We do not seem to be technically experiencing stagflation,ir really either half of it, on a national scale, as we appear to still be in a weak aggregate economic expansion and inflation, while higher than the 2% target, is fairly mild at around a 3% annualized rate [0], and, in any case, stocks going up is not inflation (unqualified inflation, which is the inflation part of stagflation, in consumer price inflation, not asset value inflation.)
OTOH, we are in a very weak economy especially outside of the leading AI firms, and there are quite likely both wide regions and wide sectors of the economy which, considered alone, would be in recession, and while inflation is fairly mild, it is high for the last couple decades and being in near-recession conditions. So, for a lot of people, the experience is a something like stagflation (and there are lots of signs that the economic slowdown will continue alongside rising inflation.)
[0] though as economic statistics are only available after the fact, either of these could have changed, but the real defining period for “stagflation” in the US is the 1973-1975 recession, years which saw a minimum of 6.2% inflation (the term was actually coined in the UK for conditions which saw a massive drop in GDP growth rate, fron 5.7% annually to 2.1% in successive years, but not an actual recession, alongside 4.8% inflation.)
>we are in a very weak economy especially outside of the leading AI firms
Isn't that part of the cause?
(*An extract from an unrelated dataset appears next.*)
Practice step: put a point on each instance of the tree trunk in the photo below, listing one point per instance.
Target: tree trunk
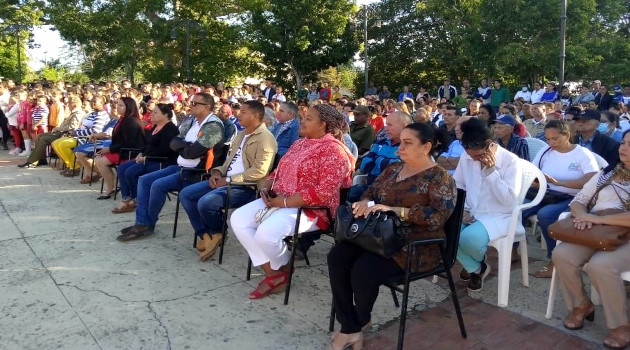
(297, 76)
It sucks up so much investment, there's nothing left for anything else. Or at least nothing without such perceived upside.
Either they pull it off and you're replaced by AGI, or they fail to pull it off and you lose your job to the resulting economic implosion.
The definition of inflation since the 1970s has changed significantly e.g. owner equivalent rent. What many people describe as inflation is the change in base cost of capital purchases which has demonstrably risen at a substantially faster pace than baseline inflation see housing/car/education/healthcare prices.
Economic thought today is that rising asset prices relative to wages are not a sign of inflation. They can be attributed to lower cost of capital, increased dollar production of assets, lower risk profiles, and other aspects. However when observing housing prices and education prices which have seen declining utility over the years - it may be that we simply lack an appropriate word for the divergence of capital prices from wages, productivity, and risk.
There is an undeniable societal impact of this divergence, individuals become less economically and socially mobile. They maintain a net debt rather than net asset count for longer, they may be either practically or perceived as locked out of societal progress.